Drago fut soulagé par cette entrée, mais fronça aussitôt les sourcils. Son professeur n'était pas dans son état habituel ; il était en nage et la couleur de son visage tendait vers le rose. Le jeune Malefoy n'était pas le seul à avoir noté ces différences : tous les élèves présents les avaient remarquées.
« Vous avez couru, professeur ? » ne put s'empêcher d'intervenir Neville.
Moins dix points pour Gryffondor pour se mêler de choses qui ne vous regarde pas, Monsieur Londubat, pensa Drago, anticipant la réaction de son professeur. Cependant celle-ci fut tout autre.
« Heu… non, bafouilla Rogue, le regard fuyant.
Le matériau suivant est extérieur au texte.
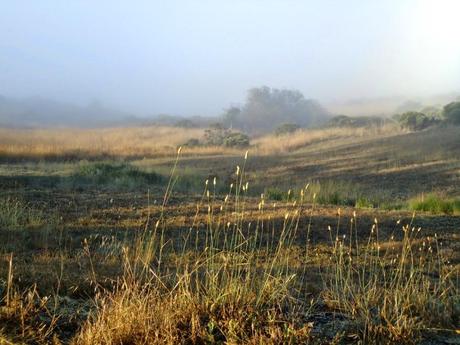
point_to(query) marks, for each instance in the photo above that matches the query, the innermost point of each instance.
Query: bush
(191, 142)
(286, 128)
(415, 121)
(451, 112)
(236, 139)
(359, 121)
(215, 135)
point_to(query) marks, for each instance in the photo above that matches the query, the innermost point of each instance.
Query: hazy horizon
(196, 58)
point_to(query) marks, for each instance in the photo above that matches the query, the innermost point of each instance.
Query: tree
(415, 121)
(230, 117)
(266, 108)
(451, 112)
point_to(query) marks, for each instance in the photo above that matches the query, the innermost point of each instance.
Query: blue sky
(197, 57)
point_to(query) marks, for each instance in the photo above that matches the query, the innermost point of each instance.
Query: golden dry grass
(272, 144)
(156, 141)
(151, 141)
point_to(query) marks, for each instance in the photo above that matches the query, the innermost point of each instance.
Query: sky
(198, 57)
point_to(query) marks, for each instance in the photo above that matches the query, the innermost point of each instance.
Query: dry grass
(240, 270)
(272, 144)
(155, 141)
(139, 142)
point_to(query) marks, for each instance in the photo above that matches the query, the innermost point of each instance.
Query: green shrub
(415, 121)
(15, 213)
(236, 139)
(434, 204)
(286, 128)
(275, 194)
(191, 143)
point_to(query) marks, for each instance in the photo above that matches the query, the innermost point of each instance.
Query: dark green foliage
(359, 121)
(286, 128)
(15, 213)
(217, 135)
(236, 139)
(230, 116)
(266, 108)
(114, 174)
(451, 112)
(192, 143)
(415, 121)
(275, 194)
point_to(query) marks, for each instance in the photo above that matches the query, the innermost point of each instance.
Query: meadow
(320, 236)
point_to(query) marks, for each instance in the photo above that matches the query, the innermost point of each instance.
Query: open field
(339, 235)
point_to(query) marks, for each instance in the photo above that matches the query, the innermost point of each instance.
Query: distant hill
(41, 112)
(388, 106)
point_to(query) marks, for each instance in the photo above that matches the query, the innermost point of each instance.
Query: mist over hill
(41, 112)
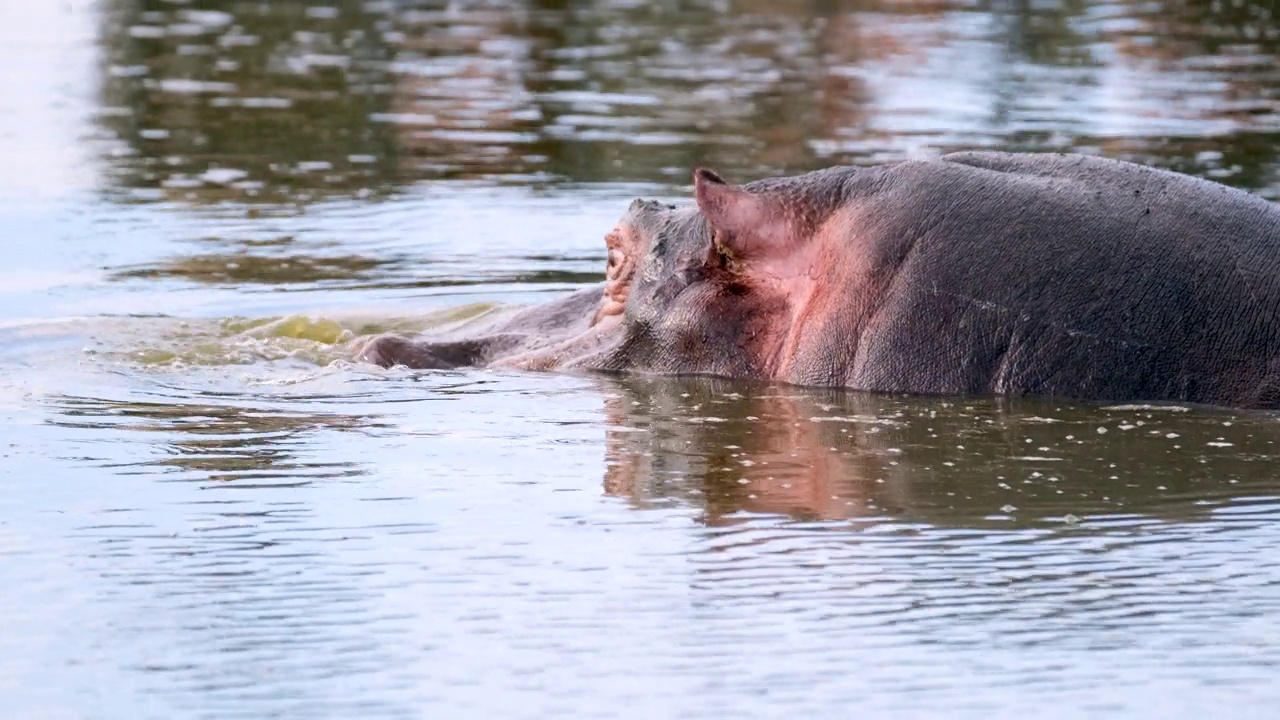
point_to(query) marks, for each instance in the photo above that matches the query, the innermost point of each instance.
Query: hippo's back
(1074, 276)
Prenez vos livres page deux cent quatorze et préparer la potion "Endormiratum" », s'empressa-t-il d'enchaîner.
Severus Rogue n'était définitivement pas dans son état dit "normal". D'habitude, son regard ne fléchissait pas, aucune hésitation ne perçait dans sa voix et son ton restait toujours égal, sauf quand il voulait faire un effet, histoire d'impressionner les élèves. De plus, il ne menait pas son cours comme il le faisait habituellement. A chaque début de cours, il commençait par présenter la potion qu'il allait leur apprendre en choisissant soigneusement ses mots, afin de montrer toute l'utilité et tout le pouvoir que pouvait avoir une potion réussie. Puis, il leur faisait une démonstration. Rien de tout ça cette fois-ci, juste le livre, le nom de la potion et débrouillez-vous.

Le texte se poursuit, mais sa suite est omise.